# Dark Night of the Scarecrow (1981)



## KryptKittie69 (Sep 27, 2006)

"Bubba didn't do it!"

A mailman and his posse chase down the local mentally handicapped dude that's accused of killing a small girl. This scared me as a child.


----------



## Frighteners Entertainment (Jan 24, 2006)

Loved it myself!

Their was another called "ScareCrows" cool scenes with killer scarecrows.


----------



## morgan8586 (Aug 30, 2006)

I remember this myself.....poor Bubba!


----------



## Front Yard Fright (Dec 23, 2005)

that was creeepy!!!


----------



## Johnny Thunder (Feb 24, 2006)

Sweet! The flick is being released on DVD this fall - grab your copy on September 28th just in time for All Hallows!

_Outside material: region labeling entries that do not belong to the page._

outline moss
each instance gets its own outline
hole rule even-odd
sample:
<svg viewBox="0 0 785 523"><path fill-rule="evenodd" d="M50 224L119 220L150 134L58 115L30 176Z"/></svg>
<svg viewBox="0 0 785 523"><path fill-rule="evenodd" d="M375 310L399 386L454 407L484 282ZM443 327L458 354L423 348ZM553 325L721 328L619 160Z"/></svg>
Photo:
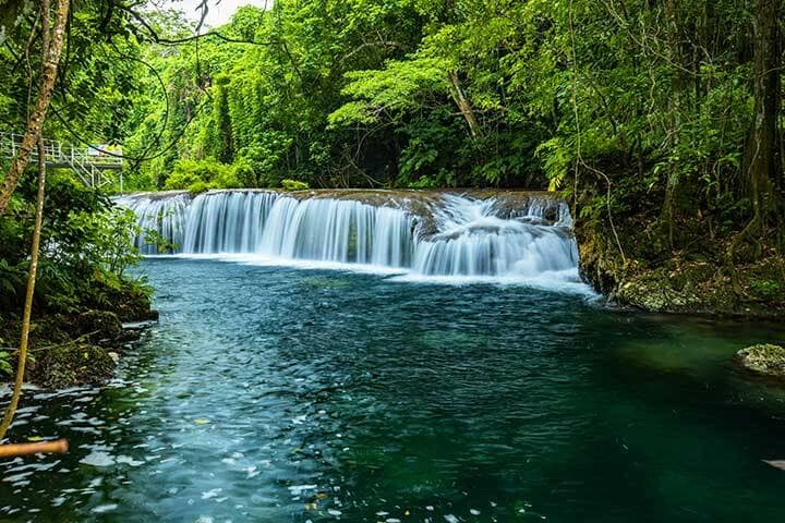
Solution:
<svg viewBox="0 0 785 523"><path fill-rule="evenodd" d="M738 285L734 285L722 257L726 248L717 246L717 241L706 239L690 251L664 254L652 247L656 240L651 228L629 220L617 231L626 265L605 223L580 222L576 229L581 273L612 302L656 313L785 316L782 256L770 253L754 263L737 265L733 276Z"/></svg>
<svg viewBox="0 0 785 523"><path fill-rule="evenodd" d="M114 366L106 349L89 343L69 343L36 353L28 378L52 389L101 384L112 376Z"/></svg>
<svg viewBox="0 0 785 523"><path fill-rule="evenodd" d="M741 365L753 373L785 378L785 349L780 345L752 345L736 354Z"/></svg>

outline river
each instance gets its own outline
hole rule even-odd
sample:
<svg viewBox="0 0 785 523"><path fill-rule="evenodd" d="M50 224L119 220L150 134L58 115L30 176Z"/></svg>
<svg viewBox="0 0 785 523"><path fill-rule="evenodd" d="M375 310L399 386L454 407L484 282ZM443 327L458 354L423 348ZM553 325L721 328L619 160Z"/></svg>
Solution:
<svg viewBox="0 0 785 523"><path fill-rule="evenodd" d="M26 391L3 522L785 520L785 392L745 323L580 284L148 258L158 325L102 388Z"/></svg>

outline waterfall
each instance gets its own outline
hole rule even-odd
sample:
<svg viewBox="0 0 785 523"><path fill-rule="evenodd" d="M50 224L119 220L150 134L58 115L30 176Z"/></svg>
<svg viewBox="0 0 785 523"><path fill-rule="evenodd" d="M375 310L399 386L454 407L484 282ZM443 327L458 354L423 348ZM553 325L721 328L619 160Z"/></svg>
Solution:
<svg viewBox="0 0 785 523"><path fill-rule="evenodd" d="M141 194L117 203L184 255L362 264L422 277L579 280L572 218L561 200L391 194L374 205L350 192L273 191ZM157 252L144 236L136 242L144 254Z"/></svg>
<svg viewBox="0 0 785 523"><path fill-rule="evenodd" d="M179 252L184 239L185 215L190 198L185 194L149 193L133 196L120 196L114 203L128 207L136 214L136 223L142 234L136 238L135 244L145 255L158 254L158 243L148 243L148 231L157 233L160 240L166 241Z"/></svg>

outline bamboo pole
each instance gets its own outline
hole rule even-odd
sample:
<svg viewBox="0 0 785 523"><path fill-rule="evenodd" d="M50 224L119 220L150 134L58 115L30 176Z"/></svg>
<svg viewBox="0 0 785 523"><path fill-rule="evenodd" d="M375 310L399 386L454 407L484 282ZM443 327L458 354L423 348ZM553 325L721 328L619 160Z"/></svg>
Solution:
<svg viewBox="0 0 785 523"><path fill-rule="evenodd" d="M38 441L35 443L0 445L0 460L16 458L17 455L29 455L38 453L62 454L68 452L68 441L57 439L55 441Z"/></svg>
<svg viewBox="0 0 785 523"><path fill-rule="evenodd" d="M46 159L44 158L44 138L38 136L38 195L36 197L36 218L33 229L33 246L31 247L31 265L27 273L27 294L25 295L24 314L22 316L22 337L20 340L19 363L16 364L16 379L14 380L11 402L5 410L2 423L0 423L0 441L11 426L13 416L19 406L22 396L22 384L24 382L25 364L27 363L27 344L29 341L31 316L33 315L33 295L35 293L35 280L38 271L38 252L40 251L40 231L44 223L44 191L46 186Z"/></svg>

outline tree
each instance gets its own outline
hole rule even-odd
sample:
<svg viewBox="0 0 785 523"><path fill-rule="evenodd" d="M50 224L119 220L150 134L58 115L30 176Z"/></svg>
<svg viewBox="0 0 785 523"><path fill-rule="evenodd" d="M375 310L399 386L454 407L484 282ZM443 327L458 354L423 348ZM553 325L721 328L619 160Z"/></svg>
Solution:
<svg viewBox="0 0 785 523"><path fill-rule="evenodd" d="M11 196L19 184L22 173L27 167L33 147L35 147L35 144L41 135L47 109L49 108L49 102L51 101L55 90L55 82L57 81L58 64L60 63L60 54L62 53L65 40L65 24L68 22L70 4L70 0L57 0L55 25L51 27L49 24L49 1L43 0L40 4L41 33L45 35L45 41L48 44L41 46L44 68L40 81L38 82L38 99L35 109L27 119L27 129L16 158L13 159L2 186L0 186L0 216L5 214L5 208L11 200ZM28 41L32 42L33 38Z"/></svg>

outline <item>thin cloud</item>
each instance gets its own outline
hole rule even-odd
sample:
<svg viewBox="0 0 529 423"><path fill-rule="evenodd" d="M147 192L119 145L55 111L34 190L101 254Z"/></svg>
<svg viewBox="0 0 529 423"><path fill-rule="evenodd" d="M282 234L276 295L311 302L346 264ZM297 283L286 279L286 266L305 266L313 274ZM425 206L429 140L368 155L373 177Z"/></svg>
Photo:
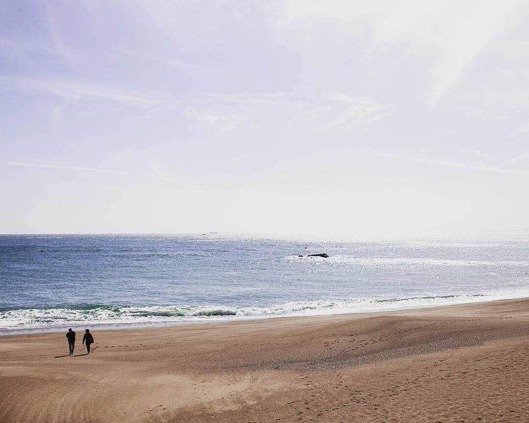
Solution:
<svg viewBox="0 0 529 423"><path fill-rule="evenodd" d="M107 173L118 173L120 174L130 174L130 172L124 170L101 169L99 168L87 168L84 166L70 166L65 164L50 164L40 163L25 163L23 162L7 162L11 166L20 166L26 168L42 168L43 169L59 169L69 170L83 170L89 172L102 172Z"/></svg>
<svg viewBox="0 0 529 423"><path fill-rule="evenodd" d="M375 155L380 156L380 157L386 157L389 159L395 159L398 160L405 160L406 161L413 162L414 163L419 163L426 164L436 164L440 166L445 166L449 168L456 168L458 169L465 169L466 170L477 170L480 172L486 172L490 173L500 173L502 174L521 176L523 178L529 178L529 172L515 170L513 169L506 169L505 168L500 168L495 166L482 166L479 164L473 164L471 163L463 163L461 162L453 162L449 160L439 160L425 158L409 157L407 156L398 155L391 153L384 153L380 151L372 151L371 152Z"/></svg>
<svg viewBox="0 0 529 423"><path fill-rule="evenodd" d="M67 80L0 77L0 89L37 91L77 102L83 97L110 100L128 105L150 105L168 99L152 94L135 93Z"/></svg>

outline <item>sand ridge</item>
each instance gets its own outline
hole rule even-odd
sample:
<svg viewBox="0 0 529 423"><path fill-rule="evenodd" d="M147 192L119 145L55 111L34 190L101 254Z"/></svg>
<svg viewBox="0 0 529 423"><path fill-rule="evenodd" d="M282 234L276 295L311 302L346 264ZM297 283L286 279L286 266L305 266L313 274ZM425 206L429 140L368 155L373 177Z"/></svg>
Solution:
<svg viewBox="0 0 529 423"><path fill-rule="evenodd" d="M94 336L0 337L0 421L529 421L527 299Z"/></svg>

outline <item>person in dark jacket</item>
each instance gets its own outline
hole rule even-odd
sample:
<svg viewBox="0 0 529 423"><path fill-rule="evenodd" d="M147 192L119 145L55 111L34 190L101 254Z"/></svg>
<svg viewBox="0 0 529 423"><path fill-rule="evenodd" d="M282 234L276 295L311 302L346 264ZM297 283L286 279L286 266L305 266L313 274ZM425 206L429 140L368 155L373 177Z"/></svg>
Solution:
<svg viewBox="0 0 529 423"><path fill-rule="evenodd" d="M90 333L90 329L85 330L85 336L83 337L83 343L86 345L86 353L90 354L90 346L94 343L94 337Z"/></svg>
<svg viewBox="0 0 529 423"><path fill-rule="evenodd" d="M70 328L66 333L66 339L68 339L68 346L70 348L70 355L74 354L74 349L75 348L75 332Z"/></svg>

One of my all time favorite made for TV horror flicks.

http://shocktilyoudrop.com/news/topnews.php?id=15154


----------



## Frighteners Entertainment (Jan 24, 2006)

FYI-it was available a couple of years ago...might still be copies out there so you may not have to wait.


----------



## morbidmike (Sep 11, 2009)

I loved that movie


----------



## Hauntiholik (May 17, 2006)

Wow! I remember seeing this but I couldn't remember the movie title. I think it was my first horror movie.


----------



## morbidmike (Sep 11, 2009)

back when you were a lil haunti lol


----------



## Hauntiholik (May 17, 2006)

morbid mike said:


> back when you were a lil haunti lol


Yes, back when I was a haunt-let.


----------



## Will Reid (Sep 2, 2013)

xx


----------



## Will Reid (Sep 2, 2013)

xx


----------



## Pumpkin5 (Aug 8, 2010)

:jol: That is one of my all time favorite horror movies!


----------



## Will Reid (Sep 2, 2013)

xx


----------



## Haunted Bayou (Feb 16, 2007)

A friend of mine likes this movie but I have never been able to locate it but it has been a while. I need to do another search to see if a used one pops-up.

(OK, it is up for sale at wally world. First time I have seen it available.)


----------



## Odette (Jan 15, 2014)

I watched this movie back when I was just a teen and I don't think I've ever looked at scarecrows the same since! Super creepy show!


----------